- Born: 1938 Trebujena, Andalusia, Spain
- Died: 2002 (aged 63–64) Trebujena, Andalusia, Spain

= Loren Arana Arellano =

Spanish LGBTQ rights activist (1938–2002)

Loren Arana Arellano (1938–2002) was a Spanish trans woman and LGBTQ rights activist. She lived from prostitution in Madrid and became known for starring in the 1983 documentary Vestida de azul.

== Life and career ==
Loren Arana Arellano was born in 1938, into a family of eight siblings. She grew up in the municipality of Trebujena, in the province of Cádiz. She completed her military service, and later adopted the name of Loren. She worked in the house of some marquises as a domestic service staff.

In 1983, she starred in the documentary by Antonio Giménez-Rico Vestida de azul, a pioneer in the representation of the reality of trans women in Spain.

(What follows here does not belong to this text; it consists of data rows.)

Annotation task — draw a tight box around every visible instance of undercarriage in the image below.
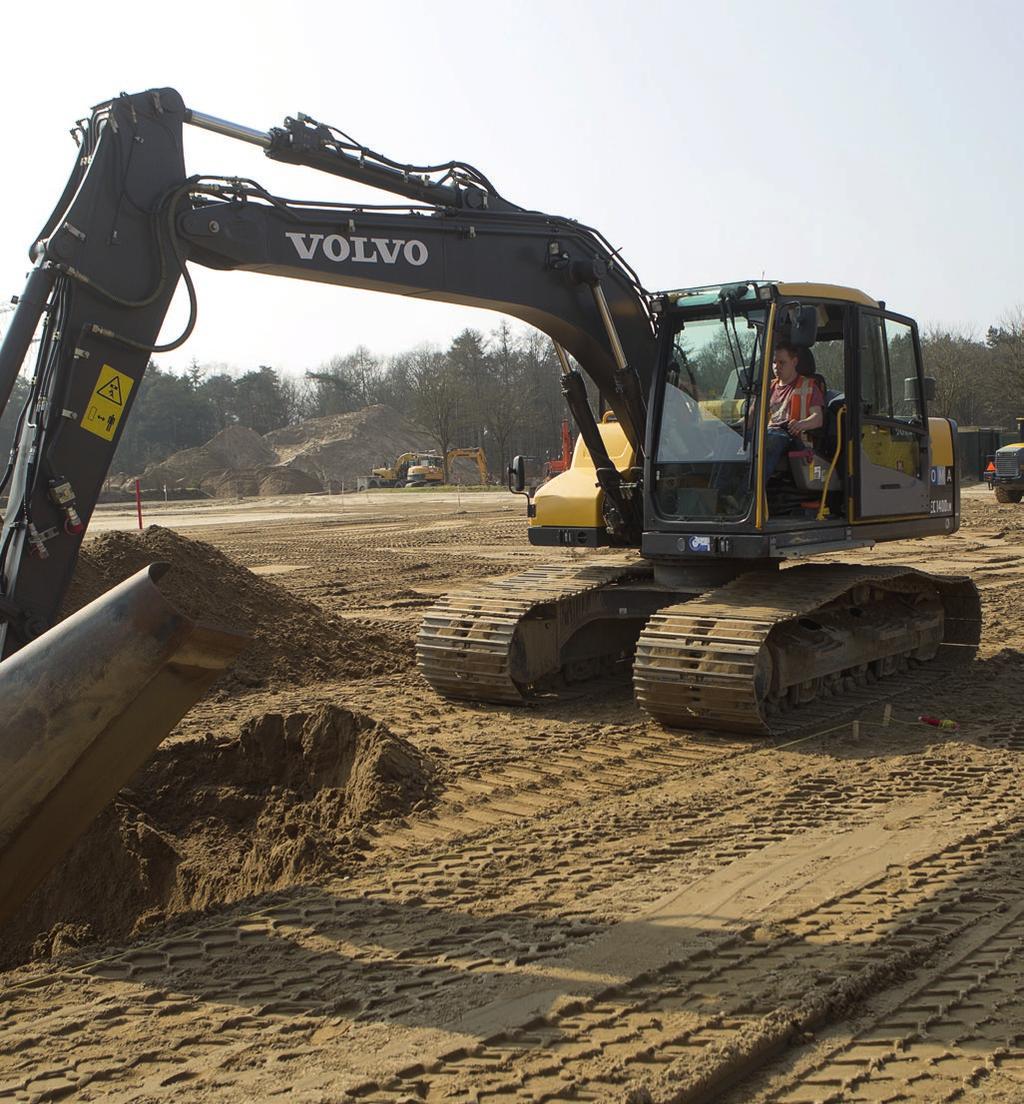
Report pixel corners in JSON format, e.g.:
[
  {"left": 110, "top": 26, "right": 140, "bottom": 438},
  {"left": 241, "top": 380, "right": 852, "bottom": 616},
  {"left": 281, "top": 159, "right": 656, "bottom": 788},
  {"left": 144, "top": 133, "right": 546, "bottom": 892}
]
[{"left": 416, "top": 559, "right": 981, "bottom": 734}]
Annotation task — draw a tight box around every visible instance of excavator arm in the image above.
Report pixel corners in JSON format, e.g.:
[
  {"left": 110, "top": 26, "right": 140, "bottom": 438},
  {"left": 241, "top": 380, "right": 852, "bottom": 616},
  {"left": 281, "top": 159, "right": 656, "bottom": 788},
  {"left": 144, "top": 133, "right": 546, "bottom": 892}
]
[
  {"left": 0, "top": 86, "right": 656, "bottom": 923},
  {"left": 0, "top": 87, "right": 656, "bottom": 654}
]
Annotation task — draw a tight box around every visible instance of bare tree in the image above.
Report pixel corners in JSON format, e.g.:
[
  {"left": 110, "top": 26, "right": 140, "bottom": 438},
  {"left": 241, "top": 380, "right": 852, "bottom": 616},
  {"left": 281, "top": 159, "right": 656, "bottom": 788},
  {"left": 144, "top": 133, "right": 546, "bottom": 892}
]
[
  {"left": 481, "top": 321, "right": 535, "bottom": 472},
  {"left": 409, "top": 344, "right": 464, "bottom": 480},
  {"left": 987, "top": 306, "right": 1024, "bottom": 408},
  {"left": 517, "top": 330, "right": 565, "bottom": 460},
  {"left": 922, "top": 325, "right": 999, "bottom": 426}
]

She suffered a stroke, according to her partner and friend Juani Ruiz.

At some point in her life she was imprisoned in Carabanchel by the Law of Danger and Social Rehabilitation, and after serving her sentence, in 1996 she moved from Madrid to her hometown, where she lived until her death in 2002.

== Legacy ==
On February 25, 2019, the writer and LGBTQ activist Valeria Vegas published her essay Vestidas de azul, focused on investigating the lives of the 6 members of the original documentary, including Arellano, who had completely disappeared from the public eye after its premiere.

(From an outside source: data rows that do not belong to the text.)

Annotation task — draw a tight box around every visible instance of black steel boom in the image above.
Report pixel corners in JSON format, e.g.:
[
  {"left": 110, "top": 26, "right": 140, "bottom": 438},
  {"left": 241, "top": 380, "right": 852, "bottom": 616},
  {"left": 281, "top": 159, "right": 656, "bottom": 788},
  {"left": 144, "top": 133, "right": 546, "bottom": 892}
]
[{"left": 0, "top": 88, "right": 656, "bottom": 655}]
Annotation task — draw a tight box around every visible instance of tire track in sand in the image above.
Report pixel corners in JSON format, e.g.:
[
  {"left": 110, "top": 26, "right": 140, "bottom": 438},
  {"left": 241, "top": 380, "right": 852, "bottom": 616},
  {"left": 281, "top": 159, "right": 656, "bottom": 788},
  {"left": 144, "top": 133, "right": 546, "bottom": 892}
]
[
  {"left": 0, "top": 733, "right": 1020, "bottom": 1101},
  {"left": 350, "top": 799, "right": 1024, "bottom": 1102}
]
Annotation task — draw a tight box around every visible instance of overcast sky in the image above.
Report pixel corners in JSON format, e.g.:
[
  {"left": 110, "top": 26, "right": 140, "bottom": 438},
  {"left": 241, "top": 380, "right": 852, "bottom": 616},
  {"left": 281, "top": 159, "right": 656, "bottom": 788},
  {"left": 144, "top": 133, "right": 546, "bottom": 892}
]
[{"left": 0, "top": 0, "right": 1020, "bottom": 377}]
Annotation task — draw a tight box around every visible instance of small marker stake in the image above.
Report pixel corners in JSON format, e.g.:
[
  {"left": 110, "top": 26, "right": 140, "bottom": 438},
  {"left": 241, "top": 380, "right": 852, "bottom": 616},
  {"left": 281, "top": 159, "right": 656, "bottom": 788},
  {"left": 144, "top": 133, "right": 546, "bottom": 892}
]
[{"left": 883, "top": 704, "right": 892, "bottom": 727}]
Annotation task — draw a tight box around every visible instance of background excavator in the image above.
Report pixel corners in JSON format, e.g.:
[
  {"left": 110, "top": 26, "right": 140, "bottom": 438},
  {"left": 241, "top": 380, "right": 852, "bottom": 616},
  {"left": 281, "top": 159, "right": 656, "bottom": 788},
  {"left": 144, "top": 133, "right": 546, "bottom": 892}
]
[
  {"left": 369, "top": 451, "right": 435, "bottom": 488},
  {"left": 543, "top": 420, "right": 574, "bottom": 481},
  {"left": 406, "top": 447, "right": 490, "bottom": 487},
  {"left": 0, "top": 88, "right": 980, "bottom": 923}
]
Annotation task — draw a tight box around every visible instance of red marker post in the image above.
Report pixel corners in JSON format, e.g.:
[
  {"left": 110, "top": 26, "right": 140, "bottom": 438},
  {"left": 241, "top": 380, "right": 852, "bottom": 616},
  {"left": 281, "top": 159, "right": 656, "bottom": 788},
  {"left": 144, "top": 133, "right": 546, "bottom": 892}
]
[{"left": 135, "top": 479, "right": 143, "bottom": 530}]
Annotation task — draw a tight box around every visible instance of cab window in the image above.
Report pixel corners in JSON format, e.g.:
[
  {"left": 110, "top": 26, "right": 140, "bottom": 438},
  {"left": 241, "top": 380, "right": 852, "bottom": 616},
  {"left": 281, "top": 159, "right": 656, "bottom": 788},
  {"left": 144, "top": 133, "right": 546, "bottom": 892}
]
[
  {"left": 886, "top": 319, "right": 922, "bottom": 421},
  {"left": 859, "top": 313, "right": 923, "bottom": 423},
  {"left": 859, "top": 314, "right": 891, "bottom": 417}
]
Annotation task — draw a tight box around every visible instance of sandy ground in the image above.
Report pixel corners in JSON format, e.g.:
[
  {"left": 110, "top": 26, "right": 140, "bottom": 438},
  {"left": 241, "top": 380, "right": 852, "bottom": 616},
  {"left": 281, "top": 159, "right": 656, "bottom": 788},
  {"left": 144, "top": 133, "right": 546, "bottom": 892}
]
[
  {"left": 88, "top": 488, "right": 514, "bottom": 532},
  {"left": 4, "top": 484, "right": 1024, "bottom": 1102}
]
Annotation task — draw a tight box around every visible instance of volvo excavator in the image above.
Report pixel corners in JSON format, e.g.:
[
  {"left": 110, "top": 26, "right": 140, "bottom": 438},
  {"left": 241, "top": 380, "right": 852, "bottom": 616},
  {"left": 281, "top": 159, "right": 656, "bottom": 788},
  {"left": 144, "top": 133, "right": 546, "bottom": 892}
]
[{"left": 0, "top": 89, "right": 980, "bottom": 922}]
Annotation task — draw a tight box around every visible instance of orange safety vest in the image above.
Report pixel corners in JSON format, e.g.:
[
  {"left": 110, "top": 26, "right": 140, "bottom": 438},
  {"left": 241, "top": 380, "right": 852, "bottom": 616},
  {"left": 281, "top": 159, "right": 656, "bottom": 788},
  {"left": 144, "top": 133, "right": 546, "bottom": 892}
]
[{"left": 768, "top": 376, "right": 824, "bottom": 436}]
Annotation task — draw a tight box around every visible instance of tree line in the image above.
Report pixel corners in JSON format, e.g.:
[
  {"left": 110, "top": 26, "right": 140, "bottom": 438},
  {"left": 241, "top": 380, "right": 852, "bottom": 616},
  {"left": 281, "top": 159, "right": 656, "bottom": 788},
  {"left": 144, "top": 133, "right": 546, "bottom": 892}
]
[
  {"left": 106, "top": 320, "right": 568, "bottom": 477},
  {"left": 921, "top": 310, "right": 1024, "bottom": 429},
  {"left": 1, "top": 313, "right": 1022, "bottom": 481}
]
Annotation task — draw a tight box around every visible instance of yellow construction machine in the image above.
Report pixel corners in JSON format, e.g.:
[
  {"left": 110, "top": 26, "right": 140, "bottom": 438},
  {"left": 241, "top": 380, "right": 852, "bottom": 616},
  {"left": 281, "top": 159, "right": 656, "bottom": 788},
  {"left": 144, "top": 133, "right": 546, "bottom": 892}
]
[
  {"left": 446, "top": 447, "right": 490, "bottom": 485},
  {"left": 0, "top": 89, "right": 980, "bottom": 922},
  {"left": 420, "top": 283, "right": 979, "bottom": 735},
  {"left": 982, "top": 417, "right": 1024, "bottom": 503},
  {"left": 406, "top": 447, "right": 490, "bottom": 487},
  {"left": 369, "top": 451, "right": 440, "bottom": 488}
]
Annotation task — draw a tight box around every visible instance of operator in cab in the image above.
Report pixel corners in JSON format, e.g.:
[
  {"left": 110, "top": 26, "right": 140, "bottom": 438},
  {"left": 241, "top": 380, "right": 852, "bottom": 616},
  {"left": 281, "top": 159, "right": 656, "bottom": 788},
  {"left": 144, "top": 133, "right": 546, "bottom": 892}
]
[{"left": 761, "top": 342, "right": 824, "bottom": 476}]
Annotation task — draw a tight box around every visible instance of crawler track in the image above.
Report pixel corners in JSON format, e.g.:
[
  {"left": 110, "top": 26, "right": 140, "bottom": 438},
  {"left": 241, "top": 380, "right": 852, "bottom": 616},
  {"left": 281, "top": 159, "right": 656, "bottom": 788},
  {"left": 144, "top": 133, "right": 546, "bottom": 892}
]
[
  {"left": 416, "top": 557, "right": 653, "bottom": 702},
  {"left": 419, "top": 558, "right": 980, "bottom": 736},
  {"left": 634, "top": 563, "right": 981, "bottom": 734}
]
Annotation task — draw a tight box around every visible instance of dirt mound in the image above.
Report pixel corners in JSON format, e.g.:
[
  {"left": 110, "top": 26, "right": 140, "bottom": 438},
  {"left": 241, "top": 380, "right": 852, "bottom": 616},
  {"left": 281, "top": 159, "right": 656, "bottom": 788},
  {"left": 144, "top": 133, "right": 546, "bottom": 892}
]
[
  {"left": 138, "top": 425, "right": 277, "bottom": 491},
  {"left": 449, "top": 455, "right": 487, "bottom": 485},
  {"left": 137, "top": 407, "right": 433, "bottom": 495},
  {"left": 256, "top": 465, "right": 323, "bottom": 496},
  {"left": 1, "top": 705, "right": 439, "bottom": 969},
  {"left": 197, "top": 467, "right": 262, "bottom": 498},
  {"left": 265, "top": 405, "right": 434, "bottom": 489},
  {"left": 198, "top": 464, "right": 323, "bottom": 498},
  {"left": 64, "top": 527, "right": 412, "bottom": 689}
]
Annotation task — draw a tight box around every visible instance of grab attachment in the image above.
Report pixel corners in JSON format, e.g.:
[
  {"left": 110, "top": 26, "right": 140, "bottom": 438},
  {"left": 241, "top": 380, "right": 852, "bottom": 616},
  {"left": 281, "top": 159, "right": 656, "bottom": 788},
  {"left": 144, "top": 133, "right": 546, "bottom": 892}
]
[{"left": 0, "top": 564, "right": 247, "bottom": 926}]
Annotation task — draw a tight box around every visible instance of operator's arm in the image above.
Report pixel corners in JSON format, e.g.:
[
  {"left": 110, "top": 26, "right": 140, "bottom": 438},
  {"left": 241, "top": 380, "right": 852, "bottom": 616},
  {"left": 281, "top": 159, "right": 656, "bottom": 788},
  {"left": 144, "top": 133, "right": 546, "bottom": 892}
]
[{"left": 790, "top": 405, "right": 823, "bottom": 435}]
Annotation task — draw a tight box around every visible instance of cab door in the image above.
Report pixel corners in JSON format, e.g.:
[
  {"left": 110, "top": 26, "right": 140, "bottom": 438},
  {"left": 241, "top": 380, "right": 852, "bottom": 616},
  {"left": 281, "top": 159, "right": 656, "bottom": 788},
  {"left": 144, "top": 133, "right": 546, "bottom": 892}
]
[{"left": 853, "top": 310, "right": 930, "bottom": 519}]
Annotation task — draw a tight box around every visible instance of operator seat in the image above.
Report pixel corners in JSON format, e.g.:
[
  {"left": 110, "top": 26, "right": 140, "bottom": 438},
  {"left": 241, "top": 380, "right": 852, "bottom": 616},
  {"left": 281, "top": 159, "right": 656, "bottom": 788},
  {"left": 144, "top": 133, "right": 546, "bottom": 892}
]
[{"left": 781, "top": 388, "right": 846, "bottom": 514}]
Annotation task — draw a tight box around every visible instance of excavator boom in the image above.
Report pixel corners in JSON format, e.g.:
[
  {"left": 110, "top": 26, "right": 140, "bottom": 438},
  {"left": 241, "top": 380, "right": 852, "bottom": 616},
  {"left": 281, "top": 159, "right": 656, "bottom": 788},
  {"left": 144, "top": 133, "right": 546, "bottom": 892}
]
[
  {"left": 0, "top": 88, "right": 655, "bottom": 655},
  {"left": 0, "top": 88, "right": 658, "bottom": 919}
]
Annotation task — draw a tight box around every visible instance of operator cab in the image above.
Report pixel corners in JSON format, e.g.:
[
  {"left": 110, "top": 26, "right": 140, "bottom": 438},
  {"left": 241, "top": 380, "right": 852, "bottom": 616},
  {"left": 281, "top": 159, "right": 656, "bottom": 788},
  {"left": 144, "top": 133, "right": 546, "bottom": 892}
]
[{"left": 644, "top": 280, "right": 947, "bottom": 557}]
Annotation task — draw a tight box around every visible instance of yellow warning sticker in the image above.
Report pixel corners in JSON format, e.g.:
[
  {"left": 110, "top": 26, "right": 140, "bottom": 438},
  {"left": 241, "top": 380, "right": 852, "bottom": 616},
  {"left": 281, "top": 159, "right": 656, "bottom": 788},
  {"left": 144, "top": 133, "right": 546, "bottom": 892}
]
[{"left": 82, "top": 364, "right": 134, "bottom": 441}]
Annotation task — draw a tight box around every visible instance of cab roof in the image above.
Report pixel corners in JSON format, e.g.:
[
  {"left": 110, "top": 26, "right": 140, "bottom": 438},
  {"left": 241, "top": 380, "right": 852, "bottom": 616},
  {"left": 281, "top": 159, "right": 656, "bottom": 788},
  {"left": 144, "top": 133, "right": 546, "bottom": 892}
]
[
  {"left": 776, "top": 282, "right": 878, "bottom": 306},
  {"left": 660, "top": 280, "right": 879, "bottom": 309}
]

The 2019 LGBT Pride week was dedicated to Arellano's memory. The writer Valeria Vegas made a presentation of her work Vestidas de azul, focused on the lives of Arellano and the rest of the protagonists of the documentary. On June 28, a screening of this documentary was held and, finally, on the 29th, a plaque was inaugurated in tribute to Arellano on Doña Amparo Salazar Street, where she was born.

In November 2023, Atresmedia premiered the series Vestidas de azul, which focused on the protagonists of the 2019 documentary. Nacha was played by actress Bimba Farelo during her time in compulsory military service, and by Rossa Ceballos as an adult.